Panfactum LogoPanfactum
PillarsObservability

Observability

Overview

Observability focuses on the active collection, parsing, indexing of live system data for the purposes of providing system insights, alerting, and auditability. Six types of data are typically collected:

  • Metrics: Metrics provide point-in-time measures of various system properties that are aggregated into time-series data stores. The vast majority of services will expose metrics in the industry-standard Prometheus or OpenMetrics data format.

  • Traces: Also known as "distributed traces," traces records the paths taken by data as it propagates through a system. Traces are composed of "spans" which track how long various system component spent processing the data. Spans record a location identifier, a start time, an end time, and other optional metadata. Tracing provides two key capabilities:

    • the ability quickly identify issues that occur at the granularity of specific actions such as individual HTTP requests

    • aggregated span metrics that can expose problems with specific system components such as performance issues or elevated error rates

  • Logs: Logs are the human-readable information output from a system component. Logs can either be in plaintext or a structured format such as JSON for easier parsing. Most system components output logs to stdout / stderr or a specific log file. An observability platform will collect logs from each component, parse them (add additional structure and metadata), and store them in a data store optimized for text searching.

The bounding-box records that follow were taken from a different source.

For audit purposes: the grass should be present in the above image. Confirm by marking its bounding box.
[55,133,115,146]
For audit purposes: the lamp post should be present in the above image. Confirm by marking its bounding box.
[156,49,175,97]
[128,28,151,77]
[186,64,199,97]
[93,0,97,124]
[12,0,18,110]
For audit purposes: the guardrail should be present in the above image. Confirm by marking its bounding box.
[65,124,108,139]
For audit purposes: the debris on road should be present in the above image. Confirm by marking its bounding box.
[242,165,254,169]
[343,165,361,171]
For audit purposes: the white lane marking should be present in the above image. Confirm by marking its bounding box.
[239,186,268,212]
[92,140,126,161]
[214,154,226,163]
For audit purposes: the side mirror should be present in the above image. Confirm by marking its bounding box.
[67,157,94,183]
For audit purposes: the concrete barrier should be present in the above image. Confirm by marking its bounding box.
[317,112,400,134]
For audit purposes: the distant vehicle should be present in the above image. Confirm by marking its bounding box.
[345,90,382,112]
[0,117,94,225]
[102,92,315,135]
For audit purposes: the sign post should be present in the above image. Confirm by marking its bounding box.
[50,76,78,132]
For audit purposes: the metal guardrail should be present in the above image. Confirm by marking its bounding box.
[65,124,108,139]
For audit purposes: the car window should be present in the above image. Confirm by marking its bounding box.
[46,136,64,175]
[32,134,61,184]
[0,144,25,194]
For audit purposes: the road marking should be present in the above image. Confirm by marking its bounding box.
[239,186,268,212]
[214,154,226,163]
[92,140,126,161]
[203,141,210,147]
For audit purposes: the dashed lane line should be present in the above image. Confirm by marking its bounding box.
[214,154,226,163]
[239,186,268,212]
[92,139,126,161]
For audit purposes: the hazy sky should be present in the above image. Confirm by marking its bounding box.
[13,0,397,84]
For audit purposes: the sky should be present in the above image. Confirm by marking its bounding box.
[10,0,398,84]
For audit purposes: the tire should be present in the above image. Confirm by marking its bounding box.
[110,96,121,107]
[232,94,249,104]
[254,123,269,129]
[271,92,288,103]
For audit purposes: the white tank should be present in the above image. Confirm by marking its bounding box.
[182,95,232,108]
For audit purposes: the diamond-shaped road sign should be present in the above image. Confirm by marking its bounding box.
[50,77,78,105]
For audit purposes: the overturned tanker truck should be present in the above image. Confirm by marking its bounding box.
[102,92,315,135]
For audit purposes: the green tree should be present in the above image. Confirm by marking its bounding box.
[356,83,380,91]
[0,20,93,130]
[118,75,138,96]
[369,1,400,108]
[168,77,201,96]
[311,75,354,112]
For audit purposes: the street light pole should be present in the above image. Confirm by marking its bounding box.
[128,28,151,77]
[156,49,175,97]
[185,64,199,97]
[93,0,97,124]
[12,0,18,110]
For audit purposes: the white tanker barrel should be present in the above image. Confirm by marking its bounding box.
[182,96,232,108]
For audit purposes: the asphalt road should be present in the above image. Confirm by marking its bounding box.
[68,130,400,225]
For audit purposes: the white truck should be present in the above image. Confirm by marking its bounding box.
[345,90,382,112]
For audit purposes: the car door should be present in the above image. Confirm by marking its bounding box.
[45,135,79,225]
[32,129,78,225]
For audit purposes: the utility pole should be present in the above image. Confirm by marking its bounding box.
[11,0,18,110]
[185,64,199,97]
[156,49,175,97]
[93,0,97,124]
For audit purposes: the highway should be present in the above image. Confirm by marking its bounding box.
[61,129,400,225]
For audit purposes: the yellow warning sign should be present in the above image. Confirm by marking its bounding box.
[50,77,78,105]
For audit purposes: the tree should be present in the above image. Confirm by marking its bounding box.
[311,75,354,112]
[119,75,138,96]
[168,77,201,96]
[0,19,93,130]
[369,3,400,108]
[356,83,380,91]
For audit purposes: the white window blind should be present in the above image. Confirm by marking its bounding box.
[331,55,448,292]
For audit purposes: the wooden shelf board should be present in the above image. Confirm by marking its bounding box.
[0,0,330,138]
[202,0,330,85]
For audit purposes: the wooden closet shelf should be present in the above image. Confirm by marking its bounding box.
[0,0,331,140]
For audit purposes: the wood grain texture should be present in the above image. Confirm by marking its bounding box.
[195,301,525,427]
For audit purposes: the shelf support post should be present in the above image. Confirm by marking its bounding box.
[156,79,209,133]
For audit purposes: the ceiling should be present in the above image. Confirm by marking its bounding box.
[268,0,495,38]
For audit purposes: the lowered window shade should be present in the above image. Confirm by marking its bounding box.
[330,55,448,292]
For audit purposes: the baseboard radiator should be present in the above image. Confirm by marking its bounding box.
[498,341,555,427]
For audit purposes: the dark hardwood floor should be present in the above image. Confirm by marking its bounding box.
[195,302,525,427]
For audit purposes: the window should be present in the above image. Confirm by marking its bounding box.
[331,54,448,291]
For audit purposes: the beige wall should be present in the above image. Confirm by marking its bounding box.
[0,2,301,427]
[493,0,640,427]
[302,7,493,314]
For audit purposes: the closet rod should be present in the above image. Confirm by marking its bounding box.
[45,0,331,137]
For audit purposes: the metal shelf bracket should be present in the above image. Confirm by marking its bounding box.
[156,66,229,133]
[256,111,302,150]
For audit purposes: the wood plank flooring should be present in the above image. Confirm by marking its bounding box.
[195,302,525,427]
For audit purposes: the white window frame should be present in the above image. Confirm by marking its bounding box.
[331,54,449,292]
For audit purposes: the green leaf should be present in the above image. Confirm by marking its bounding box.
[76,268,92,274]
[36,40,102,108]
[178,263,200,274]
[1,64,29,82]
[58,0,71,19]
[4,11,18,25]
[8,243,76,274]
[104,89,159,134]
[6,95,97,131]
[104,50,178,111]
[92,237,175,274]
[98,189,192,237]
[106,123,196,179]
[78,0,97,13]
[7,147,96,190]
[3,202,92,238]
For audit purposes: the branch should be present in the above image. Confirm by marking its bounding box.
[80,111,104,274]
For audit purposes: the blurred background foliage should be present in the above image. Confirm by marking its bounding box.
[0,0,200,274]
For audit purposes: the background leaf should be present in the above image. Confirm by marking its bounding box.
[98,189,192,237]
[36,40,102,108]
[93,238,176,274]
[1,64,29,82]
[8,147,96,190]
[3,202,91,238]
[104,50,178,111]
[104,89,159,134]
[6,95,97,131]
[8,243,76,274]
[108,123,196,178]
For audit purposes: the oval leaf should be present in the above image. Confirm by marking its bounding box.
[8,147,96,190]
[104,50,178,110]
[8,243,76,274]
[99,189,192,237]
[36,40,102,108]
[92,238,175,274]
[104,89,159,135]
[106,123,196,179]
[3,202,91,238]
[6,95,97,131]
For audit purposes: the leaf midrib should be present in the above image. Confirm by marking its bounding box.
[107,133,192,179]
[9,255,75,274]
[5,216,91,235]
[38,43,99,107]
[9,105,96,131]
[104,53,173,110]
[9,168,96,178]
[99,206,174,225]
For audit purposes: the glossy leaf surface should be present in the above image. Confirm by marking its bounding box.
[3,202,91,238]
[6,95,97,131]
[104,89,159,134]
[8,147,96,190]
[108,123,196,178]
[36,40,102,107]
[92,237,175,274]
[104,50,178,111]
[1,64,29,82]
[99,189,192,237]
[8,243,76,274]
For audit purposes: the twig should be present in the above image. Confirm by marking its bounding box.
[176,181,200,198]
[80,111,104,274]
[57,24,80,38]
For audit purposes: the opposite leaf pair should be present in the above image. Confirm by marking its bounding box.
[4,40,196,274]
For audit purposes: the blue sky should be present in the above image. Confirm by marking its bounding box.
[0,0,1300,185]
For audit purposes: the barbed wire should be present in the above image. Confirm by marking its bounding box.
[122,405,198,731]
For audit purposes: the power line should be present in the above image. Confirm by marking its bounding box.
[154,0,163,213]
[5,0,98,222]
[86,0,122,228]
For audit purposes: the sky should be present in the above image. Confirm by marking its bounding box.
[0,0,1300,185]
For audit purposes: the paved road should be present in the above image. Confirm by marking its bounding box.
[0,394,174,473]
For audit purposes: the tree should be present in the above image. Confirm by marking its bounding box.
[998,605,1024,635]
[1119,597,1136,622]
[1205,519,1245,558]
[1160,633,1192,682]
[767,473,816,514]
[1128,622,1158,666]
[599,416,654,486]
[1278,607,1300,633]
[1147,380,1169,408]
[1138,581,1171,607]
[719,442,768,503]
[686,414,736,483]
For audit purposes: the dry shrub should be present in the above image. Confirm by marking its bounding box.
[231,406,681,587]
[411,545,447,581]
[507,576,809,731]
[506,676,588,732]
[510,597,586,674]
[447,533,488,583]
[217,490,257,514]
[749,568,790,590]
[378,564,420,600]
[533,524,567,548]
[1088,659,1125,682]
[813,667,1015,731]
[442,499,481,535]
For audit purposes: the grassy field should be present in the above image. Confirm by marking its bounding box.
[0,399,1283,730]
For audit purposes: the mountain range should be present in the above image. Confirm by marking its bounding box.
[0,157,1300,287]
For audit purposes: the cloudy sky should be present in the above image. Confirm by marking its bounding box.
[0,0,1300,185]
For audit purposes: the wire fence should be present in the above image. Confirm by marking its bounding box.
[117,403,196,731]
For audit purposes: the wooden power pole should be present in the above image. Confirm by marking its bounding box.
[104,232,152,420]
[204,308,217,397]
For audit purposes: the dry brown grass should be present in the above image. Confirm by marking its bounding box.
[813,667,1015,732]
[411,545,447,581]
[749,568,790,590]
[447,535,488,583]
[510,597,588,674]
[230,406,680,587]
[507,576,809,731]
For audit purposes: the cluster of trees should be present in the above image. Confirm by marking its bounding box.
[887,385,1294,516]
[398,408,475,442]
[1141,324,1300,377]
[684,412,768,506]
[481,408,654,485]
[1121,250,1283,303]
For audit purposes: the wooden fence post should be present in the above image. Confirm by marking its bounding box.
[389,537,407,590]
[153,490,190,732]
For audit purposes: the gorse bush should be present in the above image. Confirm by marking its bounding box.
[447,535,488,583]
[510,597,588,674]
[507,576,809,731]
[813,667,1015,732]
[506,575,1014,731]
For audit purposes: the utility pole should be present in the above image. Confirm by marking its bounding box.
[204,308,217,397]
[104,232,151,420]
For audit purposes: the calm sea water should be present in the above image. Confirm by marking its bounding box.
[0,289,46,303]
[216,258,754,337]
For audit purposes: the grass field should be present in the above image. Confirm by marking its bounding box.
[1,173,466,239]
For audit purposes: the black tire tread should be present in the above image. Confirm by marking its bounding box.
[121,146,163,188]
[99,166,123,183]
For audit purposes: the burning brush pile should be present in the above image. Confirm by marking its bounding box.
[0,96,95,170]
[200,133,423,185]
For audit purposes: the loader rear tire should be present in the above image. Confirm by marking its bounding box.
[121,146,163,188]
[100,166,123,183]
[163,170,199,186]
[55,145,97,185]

    Of the three types of data, logs allow for the most verbosity and flexibility; however, they are also the most expensive to manage and store. Often logs have an associated "log level" (e.g., info, warn, error, etc.) that can help automated systems identify which are the most important. In distributed systems, they can also contain trace and / or span IDs to correlate verbose logs with specific traces.

  • Errors: Application code can often generate unhandled errors. 1 Error tracking involves deploying a global wrapper that captures all unhandled errors in order to send them to a central monitoring platform. 2

    While an "error" has language-specific meaning, the vast majority of languages have the concept of an Error / Exception object that contains a stack trace. This stack trace can be used to pinpoint the exact line of code that caused the issue, often with the help of uploaded source maps. 3 Often the error tracking can also capture other helpful data about the local state of the system when the error was generated.

  • Application Profiles: Many languages execute on a runtime (e.g., JVM, V8, etc.) that can provide performance data from the perspective of individual functions or methods. This includes granular information on memory and CPU statistics as well as language-specific information such as runtime locks. This can be deployed when trying to optimize performance-critical code paths often for the purposes of cost-savings. 4
  • Synthetic Tests: Synthetic tests are automated programs run against live systems for the purpose of collecting data in a controlled manner. These can be as simple as uptime tests such as repeatedly issuing an HTTP request against an endpoint to ensure it is online. These can also be complex end-to-end tests run against production a part of a continuous testing paradigm. This is explained further in our downtime visibility guide.

  • Real User Monitoring (RUM): For systems that have a client-side UI, a common practice is to embed monitoring scripts into the distributed binaries / bundles in order to track various aspects of the user experience. These tools can capture not only basic data such as load times, errors, and logs, but also more advanced information such as the entire user session. This can be helpful not just for debugging but also to inform product development.

A good observability platform will provide a unified mechanism for collecting, searching, analyzing, and monitoring each of the above data types. Once the data is collected, the most critical capabilities include:

  • Querying: All data should be easily accessible using a standard, well-documented query language. Retrieval of indexed data should happen nearly instantly.

  • Correlations: Data of one type should automatically link to data of another type. For example, traces should link to logs generated during that trace.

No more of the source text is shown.